Conn. Agencies Regs. § 36b-31-3

Current through October 16, 2024
Section 36b-31-3 - Definitions
(a) As used in sections 36b-31-2 to 36b-31-33, inclusive, of the regulations, "Act" means chapter 672a of the general statutes, The Connecticut Uniform Securities Act.
(b) In implementing section 36b-3(2) (C) of the general statutes "any person in this state" refers only to existing employees, partners or directors of the issuer and "issuer" includes any wholly-owned subsidiary of the issuer.
(c) In implementing section 36b-3(3) of the general statutes, no person shall be deemed a "broker-dealer" solely because such person, within or from this state, makes a tender offer to acquire for his own account of which he is the sole direct or indirect beneficial owner, equity securities of a target company as defined in section 36b-41(1) of the general statutes.
(d)
(1) As used in this subsection, (A) "entity" means a corporation, partnership, association, unincorporated organization, joint stock company, trust, or limited liability company, and (B) "related" means controlling, controlled by, or under common control with, or standing in the relationship of employer or employee with respect to, another person.
(2) In implementing section 36b-3(6) (G) (ii) of the general statutes, the following shall be deemed a single client:
(A) A husband and wife;
(B) a child and the child's parent or guardian when the parent or guardian holds securities or seeks investment advice on behalf of the child; and
(C) an entity which was not formed exclusively for the purpose of establishing an advisory relationship with the investment adviser, which maintains operations separate and distinct from those of the investment adviser, and which receives investment advice based on its investment objectives rather than the individual investment objectives of its shareholders, partners or beneficial owners.
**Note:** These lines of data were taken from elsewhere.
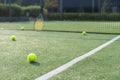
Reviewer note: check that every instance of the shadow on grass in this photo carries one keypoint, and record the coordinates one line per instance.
(35, 63)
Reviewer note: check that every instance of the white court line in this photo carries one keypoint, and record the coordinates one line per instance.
(74, 61)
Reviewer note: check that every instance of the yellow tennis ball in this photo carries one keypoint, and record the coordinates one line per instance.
(84, 33)
(13, 38)
(32, 57)
(22, 28)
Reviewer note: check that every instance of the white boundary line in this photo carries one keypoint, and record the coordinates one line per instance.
(74, 61)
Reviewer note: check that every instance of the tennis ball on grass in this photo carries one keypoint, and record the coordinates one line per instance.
(22, 28)
(13, 38)
(32, 57)
(84, 33)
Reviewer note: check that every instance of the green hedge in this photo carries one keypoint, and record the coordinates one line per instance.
(84, 16)
(18, 11)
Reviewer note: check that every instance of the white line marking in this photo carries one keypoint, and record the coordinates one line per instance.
(74, 61)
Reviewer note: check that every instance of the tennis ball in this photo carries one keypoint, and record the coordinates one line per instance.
(22, 28)
(13, 38)
(32, 57)
(84, 33)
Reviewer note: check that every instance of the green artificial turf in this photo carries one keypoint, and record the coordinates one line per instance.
(104, 65)
(53, 49)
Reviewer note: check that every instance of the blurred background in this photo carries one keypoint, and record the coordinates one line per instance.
(23, 10)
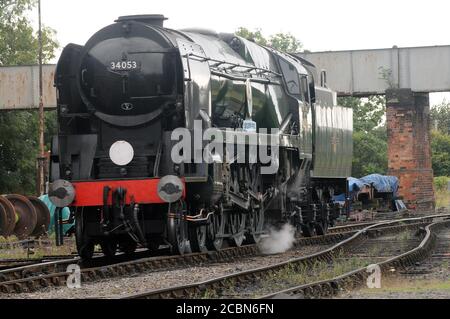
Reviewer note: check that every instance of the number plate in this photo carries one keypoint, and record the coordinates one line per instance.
(123, 65)
(249, 126)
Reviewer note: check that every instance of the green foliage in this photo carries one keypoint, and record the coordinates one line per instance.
(369, 135)
(19, 44)
(440, 117)
(19, 130)
(440, 148)
(255, 36)
(441, 182)
(19, 149)
(285, 42)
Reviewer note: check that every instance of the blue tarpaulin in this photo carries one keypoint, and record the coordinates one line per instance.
(354, 184)
(383, 184)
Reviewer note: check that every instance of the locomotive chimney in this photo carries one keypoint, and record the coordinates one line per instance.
(153, 19)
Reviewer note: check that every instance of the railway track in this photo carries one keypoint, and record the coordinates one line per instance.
(358, 278)
(53, 274)
(247, 277)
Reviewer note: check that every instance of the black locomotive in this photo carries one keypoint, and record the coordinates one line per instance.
(122, 96)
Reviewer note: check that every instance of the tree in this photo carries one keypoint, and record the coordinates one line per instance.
(285, 42)
(18, 130)
(440, 148)
(440, 117)
(369, 135)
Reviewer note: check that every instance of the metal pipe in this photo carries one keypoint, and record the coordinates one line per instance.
(41, 158)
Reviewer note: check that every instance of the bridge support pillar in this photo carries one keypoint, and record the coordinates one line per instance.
(409, 149)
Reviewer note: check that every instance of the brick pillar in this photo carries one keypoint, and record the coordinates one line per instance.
(409, 150)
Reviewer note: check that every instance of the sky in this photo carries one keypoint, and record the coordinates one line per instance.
(321, 25)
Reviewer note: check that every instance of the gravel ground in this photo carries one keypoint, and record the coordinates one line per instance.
(429, 279)
(117, 287)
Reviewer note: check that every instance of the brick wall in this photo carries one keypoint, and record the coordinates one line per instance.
(409, 150)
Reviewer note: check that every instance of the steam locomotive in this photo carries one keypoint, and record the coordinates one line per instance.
(125, 94)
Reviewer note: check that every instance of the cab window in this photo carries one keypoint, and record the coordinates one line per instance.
(291, 77)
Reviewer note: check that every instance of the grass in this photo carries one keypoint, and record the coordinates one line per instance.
(38, 251)
(409, 286)
(289, 276)
(442, 199)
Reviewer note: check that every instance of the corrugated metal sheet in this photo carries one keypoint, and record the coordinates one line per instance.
(19, 87)
(365, 72)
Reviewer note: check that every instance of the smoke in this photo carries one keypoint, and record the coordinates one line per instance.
(278, 240)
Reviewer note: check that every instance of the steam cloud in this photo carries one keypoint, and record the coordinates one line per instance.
(278, 241)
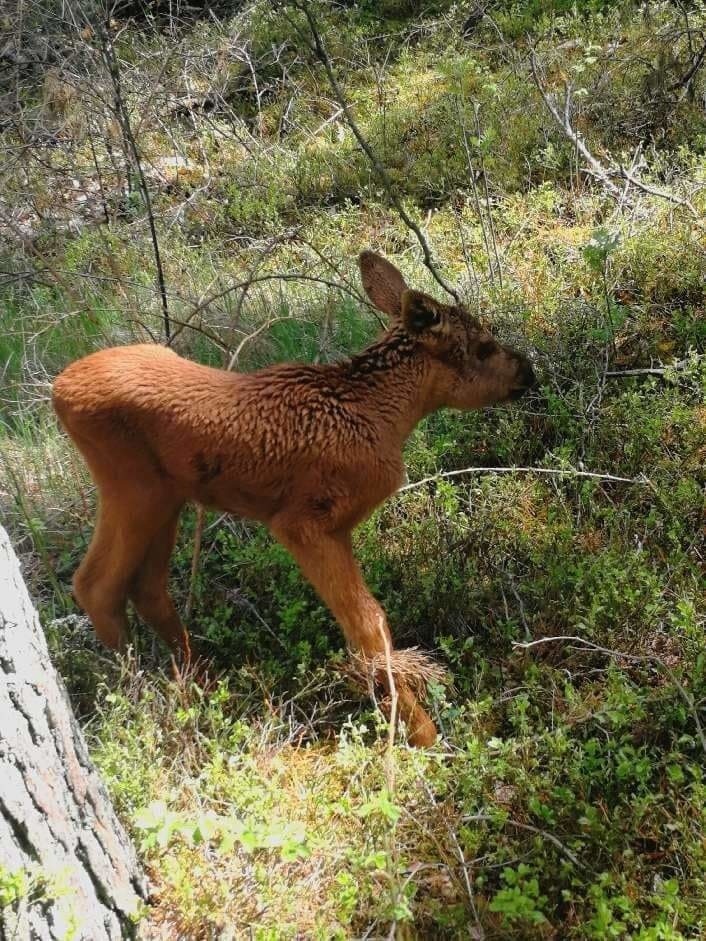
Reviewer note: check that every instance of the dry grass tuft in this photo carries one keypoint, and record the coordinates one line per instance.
(411, 667)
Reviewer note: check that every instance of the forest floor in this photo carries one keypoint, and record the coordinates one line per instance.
(560, 583)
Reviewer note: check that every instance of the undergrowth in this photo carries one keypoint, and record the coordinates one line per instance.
(560, 582)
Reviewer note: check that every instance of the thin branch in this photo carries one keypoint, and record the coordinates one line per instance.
(594, 167)
(545, 834)
(564, 123)
(662, 194)
(553, 471)
(653, 370)
(121, 113)
(320, 51)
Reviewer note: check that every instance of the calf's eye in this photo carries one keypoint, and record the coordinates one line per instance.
(486, 349)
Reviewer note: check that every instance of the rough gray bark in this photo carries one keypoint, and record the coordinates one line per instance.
(56, 820)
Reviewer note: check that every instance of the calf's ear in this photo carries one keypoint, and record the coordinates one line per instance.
(422, 314)
(383, 283)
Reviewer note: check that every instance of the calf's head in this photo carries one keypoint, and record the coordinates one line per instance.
(471, 369)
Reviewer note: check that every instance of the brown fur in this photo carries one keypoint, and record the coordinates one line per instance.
(308, 450)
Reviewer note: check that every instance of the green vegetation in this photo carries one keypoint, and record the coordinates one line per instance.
(567, 796)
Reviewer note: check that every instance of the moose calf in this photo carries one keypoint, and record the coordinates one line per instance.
(309, 450)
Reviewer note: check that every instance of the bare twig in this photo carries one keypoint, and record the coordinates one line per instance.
(562, 119)
(632, 658)
(595, 167)
(552, 471)
(320, 51)
(654, 370)
(123, 117)
(545, 834)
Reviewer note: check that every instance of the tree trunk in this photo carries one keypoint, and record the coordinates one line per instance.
(67, 868)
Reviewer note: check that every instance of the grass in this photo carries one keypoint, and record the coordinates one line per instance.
(565, 798)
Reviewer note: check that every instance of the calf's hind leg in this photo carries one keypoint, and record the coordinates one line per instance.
(328, 563)
(148, 591)
(136, 503)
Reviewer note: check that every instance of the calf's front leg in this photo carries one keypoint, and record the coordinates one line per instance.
(327, 561)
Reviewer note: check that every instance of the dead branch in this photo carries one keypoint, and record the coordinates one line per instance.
(553, 471)
(632, 658)
(322, 55)
(594, 167)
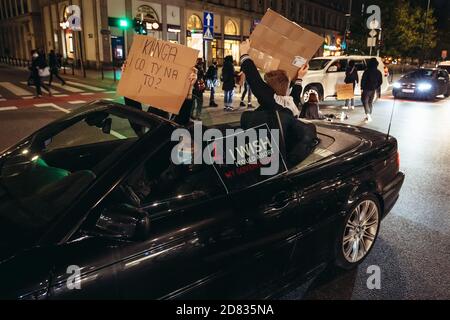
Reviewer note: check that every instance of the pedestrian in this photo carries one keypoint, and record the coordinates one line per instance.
(229, 82)
(278, 109)
(351, 77)
(371, 82)
(310, 110)
(54, 65)
(37, 65)
(247, 92)
(198, 90)
(211, 79)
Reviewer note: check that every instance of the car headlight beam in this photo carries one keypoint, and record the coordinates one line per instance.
(424, 86)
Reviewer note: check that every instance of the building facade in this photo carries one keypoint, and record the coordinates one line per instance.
(107, 30)
(20, 28)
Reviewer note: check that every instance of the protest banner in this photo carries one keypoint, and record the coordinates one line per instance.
(246, 158)
(278, 43)
(345, 91)
(157, 73)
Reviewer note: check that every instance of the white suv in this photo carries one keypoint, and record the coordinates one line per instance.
(326, 72)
(3) In implementing section 36b-3(6) (G) (ii) of the general statutes, a shareholder, partner or beneficial owner of an entity shall be deemed a single client to the extent that he is, separate and apart from his status as a shareholder, partner or beneficial owner, an investment advisory client of the investment adviser or a related person of the investment adviser.
(4) In implementing section 36b-3(6) (G) (ii) of the general statutes, a limited partner shall be deemed a single client of a general partner or other person acting as investment adviser to the partnership if the limited partner receives from such person or from a person related to such person (A) investment advisory services of a nature such that the person providing the services would be an investment adviser as defined in section 36b-3(6) of the general statutes or (B) investment advice to transfer the limited partner's assets from one limited partnership to another. A limited partner shall not be deemed a single client solely because the provider of investment advisory services offers, promotes, or sells interests in the limited partnership to the limited partner or reports periodically to the limited partners as a group solely with respect to the performance of, or the plans for, partnership assets or similar matters.